Max Kepler (Twins): Kepler was interesting. He doesn’t have the numbers in the minors to backup what I saw. I saw a lean, young player who has a very short stroke that creates nice backspin. If I put him on my diet I think I could add the necessary weight for him to turn some of those doubles into 15-18 homers a year. He doesn’t have a strong throwing arm but has wheels and can get to balls well.
Anthony DeSclafani (Marlins): After receiving the lineup card, I saw Desclafani was on the bump for Salt River which is always exciting to see a big leaguer. Though he had just 33 big league innings this season, he did have a strong 26-5 K/BB ratio. When assessing a pitcher, I like to watch the pitcher play catch and so I stood down the left field line to watch. When he got to his max distance of about 150 feet, he showed a free and easy arm action and when he came back in and threw more on a line, he displayed tremendous arm speed. When he got on the mound I studied his pitch grips and he throws a four-seam fastball to the glove side of the plate, two-seam sinker to the arm side, a spiked-breaking ball, slider and circle-change.
In the game, DeSclafani located both his fastballs to the sides of the plate and with good velocity. Brooks Baseball had his average fastball velocity at 93 mph and the radar guns showed him between 91 and 95 and mostly in the 92-94 range. He threw just a few changeups and they were nothing to get excited about. His spiked-curve was nothing more than a get-me-over pitch for a first-pitch offering of in a fastball count when a change of pace might be needed. The slider had good tilt and he was able to throw it for a strike and for a strikeout. He did have a rough fourth inning when he left a few fastballs at the belt and he gave up a homer.
DeSclafani gets a lot of power from his lower half to generate the velocity. I have an equation,
hip drive = momentum = velocity , and he had great hip drive and led with his front heel to keep his front side closed and gave him good direction to the plate. He kept the ball on the ground well as he got six groundouts to just one flyout.
Jake Reed (Twins): Reed threw just one inning and faced three hitters. He was lighting up the radar guns sitting in the mid 90’s though it was rather straight. He did have two loud outs on sliders up in the zone but one appearance I can’t truly judge that pitch.
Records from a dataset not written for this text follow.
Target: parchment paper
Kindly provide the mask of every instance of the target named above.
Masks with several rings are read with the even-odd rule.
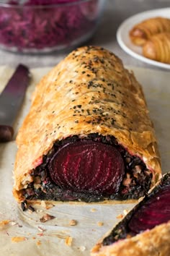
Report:
[[[163,172],[167,172],[170,159],[170,74],[129,68],[143,85],[158,140]],[[32,83],[16,120],[15,135],[28,111],[35,84],[50,69],[32,70]],[[7,67],[0,67],[0,91],[12,72]],[[12,194],[16,151],[14,141],[0,144],[0,255],[89,255],[90,249],[97,240],[120,220],[127,212],[125,210],[129,210],[135,205],[134,202],[54,205],[42,202],[33,205],[35,212],[23,212]],[[46,213],[55,218],[42,223],[40,218]],[[75,226],[71,226],[71,220],[76,221]]]

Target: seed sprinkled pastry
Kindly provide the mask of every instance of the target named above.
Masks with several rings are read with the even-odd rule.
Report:
[[[91,249],[91,256],[169,256],[170,174]]]
[[[42,79],[17,143],[18,201],[136,199],[161,175],[141,86],[100,47],[73,51]]]
[[[143,20],[130,31],[130,38],[134,44],[143,46],[153,35],[170,33],[170,19],[156,17]]]
[[[152,36],[143,47],[145,57],[170,64],[170,33]]]

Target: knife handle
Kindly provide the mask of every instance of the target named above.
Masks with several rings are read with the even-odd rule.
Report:
[[[6,142],[12,140],[14,135],[14,129],[7,125],[0,125],[0,142]]]

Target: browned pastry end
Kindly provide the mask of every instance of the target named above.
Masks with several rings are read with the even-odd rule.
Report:
[[[42,79],[17,142],[19,201],[137,199],[161,175],[141,86],[100,47],[73,51]]]
[[[170,33],[152,36],[144,44],[143,54],[154,61],[170,64]]]
[[[134,44],[143,46],[152,35],[164,32],[170,33],[170,19],[158,17],[137,24],[129,35]]]
[[[91,256],[169,256],[170,174],[91,249]]]

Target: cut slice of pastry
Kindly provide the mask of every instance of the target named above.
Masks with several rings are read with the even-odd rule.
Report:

Enrique Burgos (Diamondbacks): The big right hander pitched one perfect inning and showed the power stuff scouts rave about. He threw a fastball in the mid-to-upper 90’s and though he does not have great command of the pitch, in a one inning role he could get away with it. He cut his walk rate in half this season which is promising. He slider was powerful and had good vertical movement to it rather than having it be an east-west pitch.
Dan Vogelbach (Cubs): I got to this game in the fourth inning and saw him hit just twice. The first was against a lefty and he had no chance. He looked uncomfortable and hit a weak popup after being ahead in the count 3-0. The next plate appearance came against a righty and he worked the count in his favor and hit a hard single to right. He does have a bit of a hitch with his hands but got them in a good position. His stroke is short with good lift. I don’t seem him being a National League player as he has a very non-athletic body.
Sean Nolin (Blue Jays): Another pitcher who has a big league time though it’s just 1.1 innings in 2013. The southpaw wasn’t over powering with his fastball as it was in the upper 80’s but it played up because his changeup had hitters out front. He threw just 60 percent strikes but the only base runner he allowed was on a hit batter with a fastball that got away armside. He struck out five in just three innings and was likely pulled early as he went deep in counts to a lot of hitters. He had good direction to the plate and didn’t pull off to the third base side.